By Amine Chaieb, Partner, Spearvest
The September attacks on Saudi Aramco’s largest oil processing facility and its second-largest oil field sent shockwaves through commodity markets. Abqaiq, which processes up to 7 Million barrels per day of crude oil and its second-largest oil field, Khurais, which pumps up to 1 Million barrels per day were both targeted by drone attacks.
The attacks resulted in the largest jump ever in oil futures; almost 20% intra-day. The extreme market reaction to the attack underlines the new wave of uncertainty the incidents brought by significant damage to highly strategic infrastructure. The attacks knocked out more than half of Saudi Arabia’s global daily exports which accounts for between 5 to 8% of the global oil supply.The disruption due to the attack was even bigger than the one caused by the Iranian revolution or Iraq’s invasion of Kuwait in absolute terms.
The initial anxiety in oil markets was met with swift and decisive action by Saudi Aramco as the company successfully restored production capacity above 11 million barrels per day, beating its own self-imposed deadline by about a week. Moreover, the company successfully executed a meticulous communication plan to restore calm in the oil market. More importantly for the domestic economy, Finance Minister Mohammed Al Jadaan said the attacks had “zero” impact on Aramco’s revenues or the growth rate of the Saudi economy, which was further affirmed by S&P Global Ratings’ reiteration of Saudi Arabia’s stable sovereign credit outlook.
A number of attacks on regional oil assets took place over the past year, but the context has changed. Saudi equities are now part of the mainstream emerging market indices (with 3% weight in MSCI and FTSE emerging market indices) and the share of local daily trading and total ownership by foreign investors has grown tremendously. Historically, GCC markets did not suffer that much from periods of regional insecurity because the oil price spike that accompanies these periods has provided a macro hedge. However, after a year of substantial global inflows into the GCC across both equities and bonds, the spike in insecurity risk might have a more meaningful impact on local asset valuations this time.

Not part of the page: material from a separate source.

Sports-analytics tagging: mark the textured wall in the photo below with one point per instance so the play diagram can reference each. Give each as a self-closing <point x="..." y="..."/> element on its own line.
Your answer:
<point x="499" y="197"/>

Following the attacks, most commodity strategists and traders were bracing for at least one month of oil supply disruption, at a time when many developed and emerging market are struggling to maintain economic growth at a healthy level, especially in manufacturing. Certain industries such as automakers are already facing a perfect storm of collapsing demand, drastic changes in regulation and higher costs due to trade war disruptions and a jump in fuel prices would have been extremely detrimental. It was therefore a big relief to marketswhen Saudi Aramco announced that all production was restored sooner than expected and customer deliveries will not be impacted.This has brought calm back to the markets and stabilized oil prices around their pre-attacks levels.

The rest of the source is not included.